— Хуже, — арсеналец печально опустил голову.
— Разбили наших?
— И не то, товарищи.
— Восстания какая-нибудь?
— Да ну вас с восстанием!
— Отрезали?
— Еще хуже!
— Так говори же! Зачем народ мучаешь?
— Шо скажете — венгерскую революцию задушили… — вяло, как обломанная ветвь, упала рука Твердо-хлеба.
— Откудова такая весть?
— Может, это провокация буржуазии? — спросил Слива.
— Нет, — Твердохлеб показал листовку подива. — Достал у пехоты.
— Тут гонют, там бьют, туго нашему брату! — заныл Чмель.
— И што за положение судьбы нашей есть и каков же в дальнейшем путь этой жизни?! — загоревал Фрол Кашкин.
За селом, на заставах сердито хлопали выстрелы.

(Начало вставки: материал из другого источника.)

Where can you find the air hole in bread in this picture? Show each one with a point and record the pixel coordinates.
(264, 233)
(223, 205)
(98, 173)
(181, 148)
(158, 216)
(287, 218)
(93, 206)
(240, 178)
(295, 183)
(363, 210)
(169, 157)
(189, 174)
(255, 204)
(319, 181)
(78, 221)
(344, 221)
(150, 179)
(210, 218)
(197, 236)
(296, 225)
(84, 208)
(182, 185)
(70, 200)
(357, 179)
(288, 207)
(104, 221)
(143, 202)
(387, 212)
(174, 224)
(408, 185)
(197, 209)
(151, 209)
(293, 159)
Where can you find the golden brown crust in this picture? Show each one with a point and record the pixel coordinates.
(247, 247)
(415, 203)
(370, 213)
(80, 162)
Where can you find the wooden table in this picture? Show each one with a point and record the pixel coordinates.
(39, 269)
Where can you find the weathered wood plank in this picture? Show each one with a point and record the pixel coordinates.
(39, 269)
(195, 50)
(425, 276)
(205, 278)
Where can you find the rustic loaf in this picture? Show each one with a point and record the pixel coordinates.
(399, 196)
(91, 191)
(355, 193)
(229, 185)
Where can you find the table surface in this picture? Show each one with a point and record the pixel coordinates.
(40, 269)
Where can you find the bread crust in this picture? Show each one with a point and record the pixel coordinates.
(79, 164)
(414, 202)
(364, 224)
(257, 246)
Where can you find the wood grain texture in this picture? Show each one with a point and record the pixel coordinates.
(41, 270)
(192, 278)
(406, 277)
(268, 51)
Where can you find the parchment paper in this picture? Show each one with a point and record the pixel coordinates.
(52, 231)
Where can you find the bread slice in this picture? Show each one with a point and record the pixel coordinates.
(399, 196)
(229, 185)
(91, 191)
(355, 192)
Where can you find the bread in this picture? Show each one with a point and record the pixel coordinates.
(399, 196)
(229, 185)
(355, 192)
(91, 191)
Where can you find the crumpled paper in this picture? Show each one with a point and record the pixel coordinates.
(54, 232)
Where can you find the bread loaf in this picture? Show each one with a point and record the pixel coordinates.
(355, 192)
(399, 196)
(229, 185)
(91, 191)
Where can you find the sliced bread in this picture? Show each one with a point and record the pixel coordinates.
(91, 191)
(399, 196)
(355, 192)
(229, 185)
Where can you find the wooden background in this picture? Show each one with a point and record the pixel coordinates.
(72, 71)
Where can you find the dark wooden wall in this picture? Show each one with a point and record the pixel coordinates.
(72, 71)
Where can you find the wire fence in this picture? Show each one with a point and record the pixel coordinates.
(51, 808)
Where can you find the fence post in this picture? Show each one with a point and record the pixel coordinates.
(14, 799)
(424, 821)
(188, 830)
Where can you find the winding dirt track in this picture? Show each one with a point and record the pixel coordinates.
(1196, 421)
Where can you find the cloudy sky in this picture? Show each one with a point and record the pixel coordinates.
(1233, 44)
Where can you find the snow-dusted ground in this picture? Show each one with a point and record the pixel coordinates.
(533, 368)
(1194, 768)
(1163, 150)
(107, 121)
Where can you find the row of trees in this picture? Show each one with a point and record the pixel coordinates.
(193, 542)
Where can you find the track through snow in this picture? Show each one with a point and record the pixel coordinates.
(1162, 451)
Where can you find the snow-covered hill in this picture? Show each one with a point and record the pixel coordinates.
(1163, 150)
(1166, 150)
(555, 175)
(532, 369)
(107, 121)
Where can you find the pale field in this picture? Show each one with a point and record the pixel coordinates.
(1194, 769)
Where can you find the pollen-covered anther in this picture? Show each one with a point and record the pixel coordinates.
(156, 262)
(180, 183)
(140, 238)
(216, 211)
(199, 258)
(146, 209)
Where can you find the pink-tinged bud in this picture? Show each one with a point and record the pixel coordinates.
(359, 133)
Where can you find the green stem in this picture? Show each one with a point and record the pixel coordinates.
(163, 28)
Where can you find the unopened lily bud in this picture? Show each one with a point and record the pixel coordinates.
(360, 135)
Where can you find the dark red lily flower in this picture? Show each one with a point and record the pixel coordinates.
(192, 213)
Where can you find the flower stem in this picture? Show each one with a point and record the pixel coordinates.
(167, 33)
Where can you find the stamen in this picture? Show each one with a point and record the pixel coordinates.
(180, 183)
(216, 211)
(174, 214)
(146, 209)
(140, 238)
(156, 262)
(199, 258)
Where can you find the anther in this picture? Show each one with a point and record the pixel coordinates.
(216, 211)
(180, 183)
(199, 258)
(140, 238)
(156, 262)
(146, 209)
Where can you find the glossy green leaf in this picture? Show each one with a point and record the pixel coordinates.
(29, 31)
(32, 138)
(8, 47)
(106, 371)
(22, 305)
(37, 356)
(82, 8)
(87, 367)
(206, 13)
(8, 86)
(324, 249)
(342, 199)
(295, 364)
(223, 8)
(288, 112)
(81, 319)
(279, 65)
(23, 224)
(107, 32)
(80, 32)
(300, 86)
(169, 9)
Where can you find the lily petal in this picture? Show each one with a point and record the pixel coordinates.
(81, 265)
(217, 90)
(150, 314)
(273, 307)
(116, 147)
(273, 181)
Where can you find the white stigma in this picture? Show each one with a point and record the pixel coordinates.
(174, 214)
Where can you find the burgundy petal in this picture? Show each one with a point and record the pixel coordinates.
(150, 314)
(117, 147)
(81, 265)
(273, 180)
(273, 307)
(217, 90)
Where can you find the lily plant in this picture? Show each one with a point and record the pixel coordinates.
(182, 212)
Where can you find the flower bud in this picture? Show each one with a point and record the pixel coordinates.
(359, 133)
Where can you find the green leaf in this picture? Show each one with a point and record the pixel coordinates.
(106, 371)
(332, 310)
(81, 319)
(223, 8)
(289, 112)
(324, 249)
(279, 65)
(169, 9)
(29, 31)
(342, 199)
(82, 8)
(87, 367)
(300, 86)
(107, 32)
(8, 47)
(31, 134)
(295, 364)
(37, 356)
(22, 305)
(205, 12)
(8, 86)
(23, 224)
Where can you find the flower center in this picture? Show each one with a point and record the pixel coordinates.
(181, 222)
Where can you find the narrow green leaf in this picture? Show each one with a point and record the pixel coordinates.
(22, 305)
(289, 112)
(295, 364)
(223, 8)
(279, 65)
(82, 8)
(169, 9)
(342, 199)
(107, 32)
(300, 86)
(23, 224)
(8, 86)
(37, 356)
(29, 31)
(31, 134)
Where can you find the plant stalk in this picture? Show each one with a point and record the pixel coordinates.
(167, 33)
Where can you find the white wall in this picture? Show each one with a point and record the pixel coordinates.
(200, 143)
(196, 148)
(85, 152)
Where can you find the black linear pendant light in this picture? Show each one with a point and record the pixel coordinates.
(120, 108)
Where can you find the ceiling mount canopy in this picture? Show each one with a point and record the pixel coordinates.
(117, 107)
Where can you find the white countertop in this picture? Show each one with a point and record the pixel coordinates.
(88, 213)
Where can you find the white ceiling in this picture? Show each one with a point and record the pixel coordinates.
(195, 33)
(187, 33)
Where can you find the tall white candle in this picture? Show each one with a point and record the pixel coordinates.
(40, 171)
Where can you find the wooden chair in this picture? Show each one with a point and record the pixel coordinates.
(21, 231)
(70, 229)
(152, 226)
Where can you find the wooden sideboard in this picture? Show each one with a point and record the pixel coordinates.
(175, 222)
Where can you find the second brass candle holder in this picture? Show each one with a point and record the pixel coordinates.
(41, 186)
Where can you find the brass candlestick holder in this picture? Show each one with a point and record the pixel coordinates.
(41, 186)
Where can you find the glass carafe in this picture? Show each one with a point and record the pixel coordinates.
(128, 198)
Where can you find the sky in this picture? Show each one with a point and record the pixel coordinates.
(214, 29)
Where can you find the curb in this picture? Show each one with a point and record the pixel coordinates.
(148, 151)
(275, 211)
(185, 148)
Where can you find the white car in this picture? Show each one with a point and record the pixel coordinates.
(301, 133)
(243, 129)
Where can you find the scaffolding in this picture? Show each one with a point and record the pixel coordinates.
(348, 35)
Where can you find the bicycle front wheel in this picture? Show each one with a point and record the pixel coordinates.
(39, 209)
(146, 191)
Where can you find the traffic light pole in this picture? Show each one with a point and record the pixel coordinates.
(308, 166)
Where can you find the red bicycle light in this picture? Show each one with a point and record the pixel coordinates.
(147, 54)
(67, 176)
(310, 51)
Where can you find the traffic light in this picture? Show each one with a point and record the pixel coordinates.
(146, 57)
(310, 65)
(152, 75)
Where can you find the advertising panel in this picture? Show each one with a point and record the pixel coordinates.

Наползал сырой, мутный рассвет.
Алексей не находил достаточно сильных слов, которые могли бы унять боль, вызванную известиями о падении братской республики. А что-то нужно было сказать, нужно было найти то слово, которое подняло бы упавший дух красноармейцев.
— Товарищ Булат!
Алексей обернулся. Рядом с ним стоял крестьянин лет тридцати, в коротких штанах, в ситцевой рубахе. На спине, словно плащ, висело дырявое полосатое рядно.

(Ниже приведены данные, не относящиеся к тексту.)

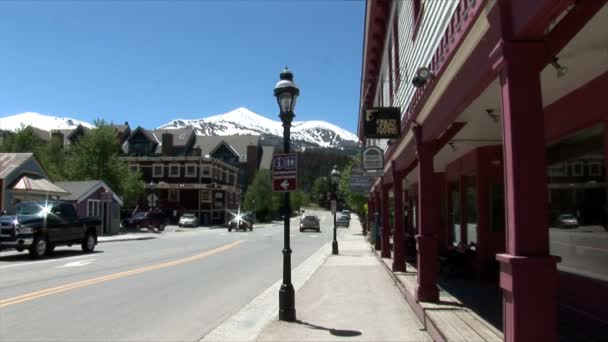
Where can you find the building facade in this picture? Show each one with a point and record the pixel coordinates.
(504, 139)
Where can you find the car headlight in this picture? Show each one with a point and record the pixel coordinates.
(24, 230)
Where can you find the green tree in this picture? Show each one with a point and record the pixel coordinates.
(95, 156)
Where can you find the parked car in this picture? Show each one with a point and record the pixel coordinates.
(188, 220)
(567, 221)
(342, 220)
(41, 226)
(310, 222)
(146, 219)
(242, 221)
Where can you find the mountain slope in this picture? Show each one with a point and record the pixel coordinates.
(243, 121)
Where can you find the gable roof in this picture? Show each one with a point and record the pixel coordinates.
(81, 190)
(238, 143)
(9, 162)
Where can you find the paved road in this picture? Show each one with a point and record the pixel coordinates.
(177, 287)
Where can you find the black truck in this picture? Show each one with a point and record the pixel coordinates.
(40, 226)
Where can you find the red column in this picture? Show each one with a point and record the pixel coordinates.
(386, 229)
(528, 273)
(398, 239)
(428, 222)
(377, 241)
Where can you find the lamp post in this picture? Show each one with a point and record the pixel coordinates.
(286, 92)
(335, 178)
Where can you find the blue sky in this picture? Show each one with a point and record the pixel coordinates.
(148, 62)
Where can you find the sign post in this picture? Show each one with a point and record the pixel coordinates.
(285, 172)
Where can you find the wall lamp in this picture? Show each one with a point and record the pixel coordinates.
(492, 115)
(560, 69)
(423, 74)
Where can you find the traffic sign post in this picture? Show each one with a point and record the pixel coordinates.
(285, 172)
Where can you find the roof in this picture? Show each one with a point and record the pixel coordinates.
(41, 185)
(81, 190)
(266, 160)
(181, 136)
(238, 143)
(11, 161)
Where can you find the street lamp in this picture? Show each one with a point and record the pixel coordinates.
(286, 92)
(335, 178)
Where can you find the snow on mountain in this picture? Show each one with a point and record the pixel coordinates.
(44, 122)
(243, 121)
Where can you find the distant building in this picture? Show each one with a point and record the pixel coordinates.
(95, 198)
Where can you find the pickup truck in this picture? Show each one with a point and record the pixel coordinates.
(42, 225)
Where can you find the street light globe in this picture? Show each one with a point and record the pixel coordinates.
(286, 92)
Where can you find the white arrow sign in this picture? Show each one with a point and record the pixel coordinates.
(78, 263)
(285, 184)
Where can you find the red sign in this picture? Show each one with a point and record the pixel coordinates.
(284, 172)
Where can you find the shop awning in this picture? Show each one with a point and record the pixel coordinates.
(38, 186)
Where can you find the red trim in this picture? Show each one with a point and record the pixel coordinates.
(590, 99)
(418, 10)
(570, 25)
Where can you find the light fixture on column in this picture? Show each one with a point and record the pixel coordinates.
(560, 69)
(492, 115)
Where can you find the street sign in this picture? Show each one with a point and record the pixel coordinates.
(284, 172)
(382, 123)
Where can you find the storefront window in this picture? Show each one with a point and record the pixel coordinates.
(455, 198)
(471, 210)
(577, 203)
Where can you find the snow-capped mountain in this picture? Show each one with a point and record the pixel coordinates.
(44, 122)
(243, 121)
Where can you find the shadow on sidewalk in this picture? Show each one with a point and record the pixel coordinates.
(335, 332)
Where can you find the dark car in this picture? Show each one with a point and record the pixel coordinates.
(342, 220)
(311, 222)
(241, 222)
(41, 226)
(567, 221)
(146, 219)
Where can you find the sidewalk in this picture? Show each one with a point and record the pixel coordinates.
(349, 297)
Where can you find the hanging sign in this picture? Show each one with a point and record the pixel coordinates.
(373, 158)
(382, 123)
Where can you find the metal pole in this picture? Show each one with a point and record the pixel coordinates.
(287, 310)
(334, 243)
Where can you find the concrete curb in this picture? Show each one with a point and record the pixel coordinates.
(248, 323)
(426, 321)
(128, 239)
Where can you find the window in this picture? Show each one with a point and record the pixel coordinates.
(158, 170)
(206, 171)
(93, 208)
(174, 170)
(205, 196)
(417, 13)
(133, 168)
(190, 170)
(173, 195)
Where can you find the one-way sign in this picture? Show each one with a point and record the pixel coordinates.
(284, 172)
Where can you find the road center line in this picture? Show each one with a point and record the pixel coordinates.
(83, 283)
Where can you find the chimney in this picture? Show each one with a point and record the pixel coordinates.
(57, 138)
(167, 141)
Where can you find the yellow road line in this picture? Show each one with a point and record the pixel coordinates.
(83, 283)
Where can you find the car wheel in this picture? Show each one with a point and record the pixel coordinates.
(88, 244)
(39, 247)
(50, 248)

— Я Епифан, если упомните, товарищ Булат. Нонешним летом был такой случай: от паука-мельника вы меня выгораживали. Да вон ваши товарищи Чмель с Кашкиным, мои знакомцы, фатеровали у меня.
— Здоров, товарищ Епифан, здоров, как живешь? — Алексей с силой потряс руку крестьянина.